Unless I'm mistaken, cos^2 x - sin^2 x = cos 2x, so can you use that?

 

[HallsofIvy]

An easy way to think about it is cos^2(x) = cos(x) * cos(x), and use the chain rule (first times the derivative of the second, plus the second times the derivitave of the first)...

Yes, it can be done that way, but that's not the "chain rule", it is the "product rule".

To use the chain rule, let u(x)= cos(x) and y(u)= u². Then dy/dx= (dy/du)(du/dx). That will give the derivative of cos²(x).
Also, of course, if you let u(x)= sin(x) and y(u)= u² you can do exactly the same thing to get the derivative of sin²(x).

I assume that you know that d(f(x)+ g(x))/dx= df/dx+ dg/dx.

Looks like there are 3 different ways to do this!

 

[berkeman]

Yes, it can be done that way, but that's not the "chain rule", it is the "product rule".

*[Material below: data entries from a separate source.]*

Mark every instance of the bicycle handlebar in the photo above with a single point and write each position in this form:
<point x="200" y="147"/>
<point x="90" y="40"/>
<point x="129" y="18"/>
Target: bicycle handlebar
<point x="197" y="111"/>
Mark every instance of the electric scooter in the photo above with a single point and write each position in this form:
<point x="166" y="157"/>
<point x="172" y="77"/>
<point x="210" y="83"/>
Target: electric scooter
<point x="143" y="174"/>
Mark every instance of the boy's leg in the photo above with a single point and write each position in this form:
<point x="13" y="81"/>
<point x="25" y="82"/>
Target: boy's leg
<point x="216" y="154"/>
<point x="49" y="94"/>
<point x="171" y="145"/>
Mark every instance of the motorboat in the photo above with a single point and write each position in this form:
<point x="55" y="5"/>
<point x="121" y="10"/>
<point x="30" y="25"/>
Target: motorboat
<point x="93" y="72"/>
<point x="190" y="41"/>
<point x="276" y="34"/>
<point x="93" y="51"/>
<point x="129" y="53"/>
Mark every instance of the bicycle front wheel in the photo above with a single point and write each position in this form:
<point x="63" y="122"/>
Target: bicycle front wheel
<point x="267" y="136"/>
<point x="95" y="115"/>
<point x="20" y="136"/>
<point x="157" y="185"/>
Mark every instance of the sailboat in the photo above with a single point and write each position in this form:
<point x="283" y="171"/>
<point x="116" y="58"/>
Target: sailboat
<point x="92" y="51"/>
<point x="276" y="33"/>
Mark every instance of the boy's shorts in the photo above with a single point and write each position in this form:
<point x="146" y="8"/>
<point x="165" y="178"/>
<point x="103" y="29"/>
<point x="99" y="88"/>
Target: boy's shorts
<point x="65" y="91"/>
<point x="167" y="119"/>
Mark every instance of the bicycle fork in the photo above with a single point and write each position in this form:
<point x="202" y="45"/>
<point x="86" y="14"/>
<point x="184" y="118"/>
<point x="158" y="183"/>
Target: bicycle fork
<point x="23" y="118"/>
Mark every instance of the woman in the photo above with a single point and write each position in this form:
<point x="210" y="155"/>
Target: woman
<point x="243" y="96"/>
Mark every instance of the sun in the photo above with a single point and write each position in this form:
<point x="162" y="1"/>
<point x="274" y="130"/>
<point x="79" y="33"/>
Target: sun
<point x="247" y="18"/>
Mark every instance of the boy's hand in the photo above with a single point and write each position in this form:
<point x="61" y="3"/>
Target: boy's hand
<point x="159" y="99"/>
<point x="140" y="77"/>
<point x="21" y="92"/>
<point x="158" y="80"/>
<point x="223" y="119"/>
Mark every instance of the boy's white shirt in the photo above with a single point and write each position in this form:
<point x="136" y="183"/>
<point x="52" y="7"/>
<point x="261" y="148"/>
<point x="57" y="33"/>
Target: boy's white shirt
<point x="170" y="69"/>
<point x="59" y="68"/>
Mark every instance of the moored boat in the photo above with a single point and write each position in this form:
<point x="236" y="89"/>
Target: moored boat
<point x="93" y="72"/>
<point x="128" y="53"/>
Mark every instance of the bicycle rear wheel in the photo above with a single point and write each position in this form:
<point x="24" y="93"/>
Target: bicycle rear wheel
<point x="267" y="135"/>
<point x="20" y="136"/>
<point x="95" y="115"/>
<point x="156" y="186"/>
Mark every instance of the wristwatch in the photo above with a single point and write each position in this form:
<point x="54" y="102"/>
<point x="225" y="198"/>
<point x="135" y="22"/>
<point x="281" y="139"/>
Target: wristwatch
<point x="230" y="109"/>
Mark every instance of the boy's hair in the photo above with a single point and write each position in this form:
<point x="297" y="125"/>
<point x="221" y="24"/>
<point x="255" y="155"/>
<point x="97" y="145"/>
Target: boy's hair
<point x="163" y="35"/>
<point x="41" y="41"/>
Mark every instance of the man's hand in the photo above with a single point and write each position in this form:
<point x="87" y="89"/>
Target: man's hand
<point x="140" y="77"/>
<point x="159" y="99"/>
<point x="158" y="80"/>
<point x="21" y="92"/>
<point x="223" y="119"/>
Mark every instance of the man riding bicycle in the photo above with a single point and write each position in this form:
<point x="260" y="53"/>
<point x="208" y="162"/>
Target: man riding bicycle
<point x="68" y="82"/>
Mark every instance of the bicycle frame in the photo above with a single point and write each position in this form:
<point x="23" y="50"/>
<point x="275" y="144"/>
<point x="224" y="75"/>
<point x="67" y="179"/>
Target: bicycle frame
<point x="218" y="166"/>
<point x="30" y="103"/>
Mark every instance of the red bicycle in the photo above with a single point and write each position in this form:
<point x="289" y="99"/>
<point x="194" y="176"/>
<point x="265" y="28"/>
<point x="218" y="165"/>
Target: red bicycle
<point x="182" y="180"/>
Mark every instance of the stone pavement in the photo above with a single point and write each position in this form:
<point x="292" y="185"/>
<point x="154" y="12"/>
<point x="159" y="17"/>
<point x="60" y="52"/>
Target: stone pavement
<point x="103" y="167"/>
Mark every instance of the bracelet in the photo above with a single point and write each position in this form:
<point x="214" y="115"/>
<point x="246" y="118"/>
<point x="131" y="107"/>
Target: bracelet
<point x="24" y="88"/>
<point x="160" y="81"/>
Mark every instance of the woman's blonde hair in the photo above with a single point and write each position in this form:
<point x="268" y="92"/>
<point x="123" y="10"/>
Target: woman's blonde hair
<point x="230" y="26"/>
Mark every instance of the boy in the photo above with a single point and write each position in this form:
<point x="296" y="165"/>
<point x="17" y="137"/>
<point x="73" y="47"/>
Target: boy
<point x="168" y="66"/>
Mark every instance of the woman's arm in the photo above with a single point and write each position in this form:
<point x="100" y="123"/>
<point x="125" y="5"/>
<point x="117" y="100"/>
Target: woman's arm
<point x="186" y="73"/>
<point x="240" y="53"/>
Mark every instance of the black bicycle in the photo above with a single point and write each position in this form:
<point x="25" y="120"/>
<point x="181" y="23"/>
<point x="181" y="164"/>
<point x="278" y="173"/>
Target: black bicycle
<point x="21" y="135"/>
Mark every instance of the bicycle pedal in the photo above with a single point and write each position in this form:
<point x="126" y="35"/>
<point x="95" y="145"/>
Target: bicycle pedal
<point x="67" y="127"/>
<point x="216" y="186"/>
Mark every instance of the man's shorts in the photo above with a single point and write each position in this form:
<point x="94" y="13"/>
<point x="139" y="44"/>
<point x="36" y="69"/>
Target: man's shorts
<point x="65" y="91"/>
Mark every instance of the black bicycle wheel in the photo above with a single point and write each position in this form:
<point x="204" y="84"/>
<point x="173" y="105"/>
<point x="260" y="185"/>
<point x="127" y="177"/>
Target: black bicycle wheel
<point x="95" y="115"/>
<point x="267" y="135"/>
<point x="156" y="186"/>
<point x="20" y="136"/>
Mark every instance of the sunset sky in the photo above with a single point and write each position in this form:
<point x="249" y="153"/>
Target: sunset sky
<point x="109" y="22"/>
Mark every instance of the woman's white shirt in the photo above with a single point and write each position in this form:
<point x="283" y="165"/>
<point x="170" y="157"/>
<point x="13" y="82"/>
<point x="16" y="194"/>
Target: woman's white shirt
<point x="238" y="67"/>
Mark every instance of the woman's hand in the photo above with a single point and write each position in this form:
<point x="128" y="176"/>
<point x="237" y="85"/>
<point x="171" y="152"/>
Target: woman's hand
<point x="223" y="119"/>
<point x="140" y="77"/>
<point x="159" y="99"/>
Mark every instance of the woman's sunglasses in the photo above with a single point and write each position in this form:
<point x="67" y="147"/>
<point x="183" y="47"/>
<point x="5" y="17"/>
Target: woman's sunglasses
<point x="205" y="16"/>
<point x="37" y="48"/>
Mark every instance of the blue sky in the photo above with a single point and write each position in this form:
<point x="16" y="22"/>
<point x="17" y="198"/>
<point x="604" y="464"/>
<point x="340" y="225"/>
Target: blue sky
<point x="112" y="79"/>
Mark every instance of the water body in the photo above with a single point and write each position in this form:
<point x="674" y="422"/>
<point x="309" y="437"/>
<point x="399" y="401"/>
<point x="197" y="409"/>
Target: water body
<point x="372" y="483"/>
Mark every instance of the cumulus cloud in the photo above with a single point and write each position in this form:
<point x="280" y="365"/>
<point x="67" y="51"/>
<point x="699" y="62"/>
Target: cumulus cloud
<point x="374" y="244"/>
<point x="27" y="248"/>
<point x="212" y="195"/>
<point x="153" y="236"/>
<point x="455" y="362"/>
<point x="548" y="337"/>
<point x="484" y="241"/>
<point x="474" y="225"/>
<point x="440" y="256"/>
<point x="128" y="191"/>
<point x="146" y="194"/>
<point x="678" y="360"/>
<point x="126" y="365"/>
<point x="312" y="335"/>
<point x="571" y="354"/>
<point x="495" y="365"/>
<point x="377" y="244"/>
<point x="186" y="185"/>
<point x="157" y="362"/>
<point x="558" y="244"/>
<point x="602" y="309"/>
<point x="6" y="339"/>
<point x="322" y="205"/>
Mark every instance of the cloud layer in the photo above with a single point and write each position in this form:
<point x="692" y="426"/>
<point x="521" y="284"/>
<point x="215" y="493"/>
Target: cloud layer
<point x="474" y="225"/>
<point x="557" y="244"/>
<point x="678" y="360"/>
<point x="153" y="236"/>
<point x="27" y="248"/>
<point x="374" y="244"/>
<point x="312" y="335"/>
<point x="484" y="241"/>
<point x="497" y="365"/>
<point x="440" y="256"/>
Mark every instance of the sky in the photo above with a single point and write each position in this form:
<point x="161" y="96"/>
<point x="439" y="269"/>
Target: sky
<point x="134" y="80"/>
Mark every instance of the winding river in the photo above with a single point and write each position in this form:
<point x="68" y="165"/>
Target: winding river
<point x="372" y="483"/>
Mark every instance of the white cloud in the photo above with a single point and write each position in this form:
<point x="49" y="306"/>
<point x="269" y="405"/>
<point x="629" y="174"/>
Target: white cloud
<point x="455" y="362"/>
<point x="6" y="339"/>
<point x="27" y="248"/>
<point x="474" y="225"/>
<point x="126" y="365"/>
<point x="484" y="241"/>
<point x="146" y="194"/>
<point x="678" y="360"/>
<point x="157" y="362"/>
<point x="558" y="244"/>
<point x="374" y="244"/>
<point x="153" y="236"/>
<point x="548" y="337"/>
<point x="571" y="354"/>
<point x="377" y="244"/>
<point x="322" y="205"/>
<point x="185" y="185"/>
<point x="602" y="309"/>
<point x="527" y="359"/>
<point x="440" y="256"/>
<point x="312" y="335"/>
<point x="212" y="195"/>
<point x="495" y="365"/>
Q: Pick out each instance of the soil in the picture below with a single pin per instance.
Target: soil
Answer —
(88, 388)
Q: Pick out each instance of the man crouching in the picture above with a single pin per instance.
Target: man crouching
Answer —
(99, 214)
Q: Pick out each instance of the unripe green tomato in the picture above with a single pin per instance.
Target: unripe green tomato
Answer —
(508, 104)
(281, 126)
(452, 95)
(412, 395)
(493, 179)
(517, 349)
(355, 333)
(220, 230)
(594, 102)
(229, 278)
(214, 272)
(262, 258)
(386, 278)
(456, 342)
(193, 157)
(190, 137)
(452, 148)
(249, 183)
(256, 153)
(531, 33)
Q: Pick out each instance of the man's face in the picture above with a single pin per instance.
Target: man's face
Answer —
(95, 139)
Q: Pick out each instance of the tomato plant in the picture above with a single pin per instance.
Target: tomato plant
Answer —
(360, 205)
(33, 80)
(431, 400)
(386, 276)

Oopsies, thanks for the correction.

 

[m0286]

hello!
Thanks a lot for the help... I decided to use the product rule since I am most familiar with that.
So once I did that I ended up with
(sinx)(cosx)+(sinx)(cosx) and (cosx)(-sinx)+(cosx)(-sinx)
so you add them together for f'(x)=h'(x)+g'(x)
now i ALWAYS mess these big things up... so here's what i did:
((sinx)(cosx)+(sinx)(cosx)) + ((cosx)(-sinx)+(cosx)(-sinx))
=2(sinxcosx)+2(cosx(-sinx))
=2sinx+2cosx+2cosx-2sinx
=0sinx+4cosx
=4cosx
Now that doesn't seem right can someone help me with what I am doing wrong? Or was the answer just 2(sinxcosx)+2(cosx(-sinx))... and I took it to far? THANKS!

 

[VietDao29]

There are some minor problems in your work.

now i ALWAYS mess these big things up... so here's what i did:
((sinx)(cosx)+(sinx)(cosx)) + ((cosx)(-sinx)+(cosx)(-sinx))

The plus sign is wrong, you can take a look at the problem again, it's
y = sin²x - cos²x :)

=2(sinxcosx)+2(cosx(-sinx))
=2sinx+2cosx+2cosx-2sinx

How can you go from the former expression to latter one? Are you trying to say that
sin(x)cos(x) = sin(x) + cos(x)?
------------
Apart from that, everything looks perfect. :)

 

[m0286]

Ok thnx :)
I see it was a stupid mistake...
I went from
=2(sinxcosx)+2(cosx(-sinx)) to
=2sinx+2cosx+2cosx-2sinx Because i multiplied them by the 2 infront of the brackets.. guess that's wrong! haha but thanks. I always get confused when you do certain things and dont. Thanks for all your help!

 

[HallsofIvy]

I don't mean to put you down but you really need to review your algebra. My experience is that people who cannot do algebra easily have a very hard time with calculus.

Surely you cannot believe that
2(sin x cos x)= 2sin x+ 2cos x!

Because you were differentiating sin²x- cos²x you should have 2sin x cos x- (-2sin x cosx)= 2sin x cos x+ 2sin x cos x.

Remember that finchie-88 pointed out that cos²x- sin²x= cos(2x)? Take the derivative of cos(2x) and compare it with the above.